By The Bakken Magazine Staff | November 12, 2014

An electric transmission line project intended to provide reliability and stability in the Williston Basin is set to begin construction after receiving final approval from two federal agencies.

Karl Aaker, engineering manager at McKenzie Electric Cooperative in Watford City, North Dakota said the Basin Electric Power Cooperative transmission line is vital to the region’s rural electric cooperatives, which supply electricity to the growing industrial, commercial and residential demand resulting from oil and gas production in the Bakken.

“It’s going to be our stiff backbone for supporting the base loads that we keep growing on our system,” he explained. “It’s everything from the continued growth of oil wells, gas plants, oil processing and even the commercial development and residential development in some of the cities in the area, such as Watford City.”

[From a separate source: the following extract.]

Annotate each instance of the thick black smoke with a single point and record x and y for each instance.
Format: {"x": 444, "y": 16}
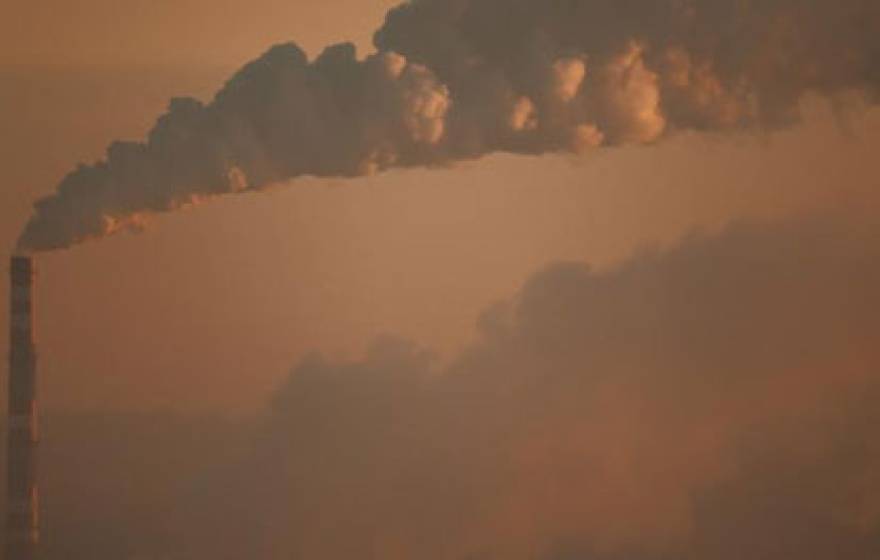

Basin Electric will build a 200-mile, 345-kilovolt transmission line from its Antelope Valley Station north of Beulah to Tioga. The line is expected to be in service by 2017.

In separate decisions, the U.S. Forest Service and the Rural Utilities Service gave the go-ahead to the Bismarck-based cooperative. Although approval is still needed from the Western Area Power Administration and the U.S. Army Corps of Engineers, Basin Electric said the project can start construction in areas outside the two agencies’ areas of authority.

“The approval of this line is a significant step forward in serving the tremendous growth in the Williston Basin and beyond,” said Paul Sukut, Basin Electric CEO and general manager. “This transmission project, coupled with our current and upcoming generation projects in the area, will help strengthen the grid, facilitate the delivery of electricity and bring reliability and voltage support to the area.”

Forecasts by Basin Electric and its member cooperatives in the Williston Basin region predict that an additional 1,800 megawatts of generation capacity will be needed by 2035 to serve growing electrical needs. In response, Basin Electric is also expanding two of its natural gas-based peaking stations in the region.

“It supports some base load, but it also helps with reliability in the event that any of the transmission lines coming into this area are taken out of service for maintenance or there’s some kind of outage,” Aaker said. “That generation in this area will keep our reliability high and keep the power on to supply power to the increasing growth.”